Campania, appalti: 63 indagati, pure i Mastella In un file 650 nomi di raccomandati e sponsor

Nel mirino l'Agenzia regionale per la protezione ambientale. Indagata lady Mastella, "espulsa" dalla Campania. Trovato un file con 655 nomi di raccomandati e sponsor.
Dall’indagine emergerebbe che alcuni clan camorristici appoggiarono l’Udeur alle Regionali
del 2005

Napoli - Bufera giudiziaria sul Campanile. Nel mirino degli inquirenti la lottizzazione che avrebbe messo in atto l'Udeur sull’Arpac, l'Agenzia regionale campana per la protezione dell’ambiente. I reati ipotizzati vanno dall'associazione per delinquere alla truffa ai danni dello Stato, turbativa d'asta, falso in atto pubblico continuato e concussione. L'inchiesta, nata da un’indagine partita nel 2007, si è ricongiunta con quella della procura di Santa Maria Capua Vetere, che a gennaio scorso portò all’arresto di Sandra Lonardo Mastella. In tutto sono 63 gli indagati. Eseguito anche un arresto. Nell’inchiesta sono coinvolti politici, dirigenti della pubblica amministrazione, professionisti e imprenditori.

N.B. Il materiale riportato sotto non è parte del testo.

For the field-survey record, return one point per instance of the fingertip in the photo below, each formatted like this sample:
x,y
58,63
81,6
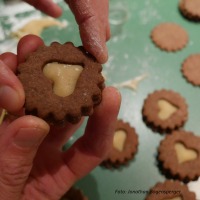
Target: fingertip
x,y
29,121
27,45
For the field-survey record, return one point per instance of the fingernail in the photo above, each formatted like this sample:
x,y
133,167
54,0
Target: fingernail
x,y
9,98
29,137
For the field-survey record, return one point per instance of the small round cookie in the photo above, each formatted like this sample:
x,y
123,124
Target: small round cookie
x,y
164,111
169,37
170,190
190,9
61,83
74,194
179,154
124,147
191,69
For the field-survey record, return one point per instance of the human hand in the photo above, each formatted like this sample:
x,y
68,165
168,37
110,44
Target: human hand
x,y
92,18
32,165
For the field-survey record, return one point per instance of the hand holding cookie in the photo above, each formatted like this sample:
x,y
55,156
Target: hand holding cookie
x,y
94,26
31,160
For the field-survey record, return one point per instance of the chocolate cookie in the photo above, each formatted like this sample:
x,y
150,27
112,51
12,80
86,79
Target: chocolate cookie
x,y
191,69
170,190
74,194
179,154
164,111
169,37
190,9
61,83
124,146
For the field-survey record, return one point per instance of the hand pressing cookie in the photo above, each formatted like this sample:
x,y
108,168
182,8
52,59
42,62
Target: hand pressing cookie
x,y
124,147
61,83
169,37
190,9
179,154
164,111
170,190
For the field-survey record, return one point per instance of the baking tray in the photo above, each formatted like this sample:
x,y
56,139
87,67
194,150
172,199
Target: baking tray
x,y
131,55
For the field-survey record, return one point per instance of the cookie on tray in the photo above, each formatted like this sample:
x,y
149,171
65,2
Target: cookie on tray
x,y
74,194
164,111
179,154
61,83
190,9
191,69
169,37
170,190
125,143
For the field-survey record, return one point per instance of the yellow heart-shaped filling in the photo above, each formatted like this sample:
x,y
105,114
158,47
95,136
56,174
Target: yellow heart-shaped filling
x,y
166,109
64,77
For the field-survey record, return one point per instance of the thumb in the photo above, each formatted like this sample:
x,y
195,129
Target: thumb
x,y
19,143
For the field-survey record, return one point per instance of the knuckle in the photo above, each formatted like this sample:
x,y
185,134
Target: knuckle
x,y
13,173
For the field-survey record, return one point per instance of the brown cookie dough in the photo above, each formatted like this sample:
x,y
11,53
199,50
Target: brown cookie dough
x,y
169,37
164,111
190,9
179,154
191,69
74,194
124,147
170,190
44,93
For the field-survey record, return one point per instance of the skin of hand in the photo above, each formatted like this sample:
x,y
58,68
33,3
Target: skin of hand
x,y
32,165
92,18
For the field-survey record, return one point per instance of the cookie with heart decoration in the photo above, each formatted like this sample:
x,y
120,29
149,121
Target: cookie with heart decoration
x,y
179,154
164,110
170,190
61,83
124,147
191,69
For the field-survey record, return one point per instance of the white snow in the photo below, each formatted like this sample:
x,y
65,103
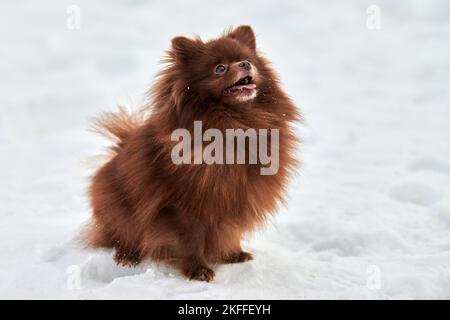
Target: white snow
x,y
369,213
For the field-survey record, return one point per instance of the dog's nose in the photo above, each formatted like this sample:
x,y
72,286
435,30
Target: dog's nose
x,y
245,64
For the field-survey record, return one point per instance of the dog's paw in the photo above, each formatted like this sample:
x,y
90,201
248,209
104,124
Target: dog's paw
x,y
129,259
200,274
238,257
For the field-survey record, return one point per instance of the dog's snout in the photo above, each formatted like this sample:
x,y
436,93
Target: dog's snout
x,y
245,65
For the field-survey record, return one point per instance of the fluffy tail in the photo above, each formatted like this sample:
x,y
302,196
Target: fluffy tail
x,y
117,126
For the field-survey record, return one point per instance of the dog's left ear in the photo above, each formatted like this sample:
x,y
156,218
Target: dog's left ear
x,y
245,35
185,49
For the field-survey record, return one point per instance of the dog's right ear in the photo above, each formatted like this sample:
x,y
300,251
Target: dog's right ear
x,y
185,49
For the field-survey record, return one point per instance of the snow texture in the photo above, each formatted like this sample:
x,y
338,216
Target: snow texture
x,y
368,215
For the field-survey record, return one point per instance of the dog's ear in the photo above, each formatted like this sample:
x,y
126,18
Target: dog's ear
x,y
245,35
185,49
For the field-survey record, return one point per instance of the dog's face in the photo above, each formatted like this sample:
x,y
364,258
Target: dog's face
x,y
223,70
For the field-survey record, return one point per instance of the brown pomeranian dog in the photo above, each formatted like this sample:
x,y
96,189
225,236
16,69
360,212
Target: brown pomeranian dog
x,y
193,214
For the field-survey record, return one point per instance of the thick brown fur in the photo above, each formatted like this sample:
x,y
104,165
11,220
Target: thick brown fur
x,y
191,215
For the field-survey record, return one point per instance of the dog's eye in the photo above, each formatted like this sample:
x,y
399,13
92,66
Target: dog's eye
x,y
220,69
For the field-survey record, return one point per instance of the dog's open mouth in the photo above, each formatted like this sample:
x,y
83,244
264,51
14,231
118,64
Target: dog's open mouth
x,y
243,86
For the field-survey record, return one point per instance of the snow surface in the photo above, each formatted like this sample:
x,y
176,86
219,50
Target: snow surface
x,y
369,213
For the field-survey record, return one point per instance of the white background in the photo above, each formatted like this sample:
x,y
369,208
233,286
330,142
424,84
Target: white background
x,y
369,214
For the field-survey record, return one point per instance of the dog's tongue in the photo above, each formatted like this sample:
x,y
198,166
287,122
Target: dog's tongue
x,y
250,86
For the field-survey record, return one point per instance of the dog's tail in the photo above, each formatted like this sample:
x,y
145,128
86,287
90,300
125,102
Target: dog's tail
x,y
118,126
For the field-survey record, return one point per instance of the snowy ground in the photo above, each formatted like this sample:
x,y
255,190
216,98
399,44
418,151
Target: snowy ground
x,y
369,215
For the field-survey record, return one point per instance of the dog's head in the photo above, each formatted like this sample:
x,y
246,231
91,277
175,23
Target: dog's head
x,y
227,70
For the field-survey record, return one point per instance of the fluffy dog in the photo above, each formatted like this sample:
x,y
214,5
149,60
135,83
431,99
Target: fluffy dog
x,y
193,216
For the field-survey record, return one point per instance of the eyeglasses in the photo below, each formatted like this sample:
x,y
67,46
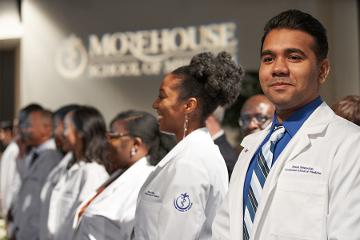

Venticinque misure cautelari L’operazione ha portato a 18 divieti di dimora e sei misure interdittive del divieto di esercitare l’impresa e la professione. A Sandra Lonardo è stata vietata la dimora in tutta la regione e nelle province di Latina, Frosinone, Isernia, Campobasso, Foggia e Potenza. Per notificare il provvedimento i carabinieri sono andati in casa dei Mastella, a Ceppaloni.

Gli indagati Oltre a Mastella e alla moglie nell'inchiesta sono coinvolti anche il consuocero di Mastella, Carlo Camilleri, che è anche segretario generale dell’Autorità di Bacino sinistra Sele, l’ex direttore dell’Agenzia regionale per la protezione dell’ambiente della Campagnia (Arpac), Luciano Capobianco, e il consigliere regionale dell’Udeur Campania, Nicola Ferraro.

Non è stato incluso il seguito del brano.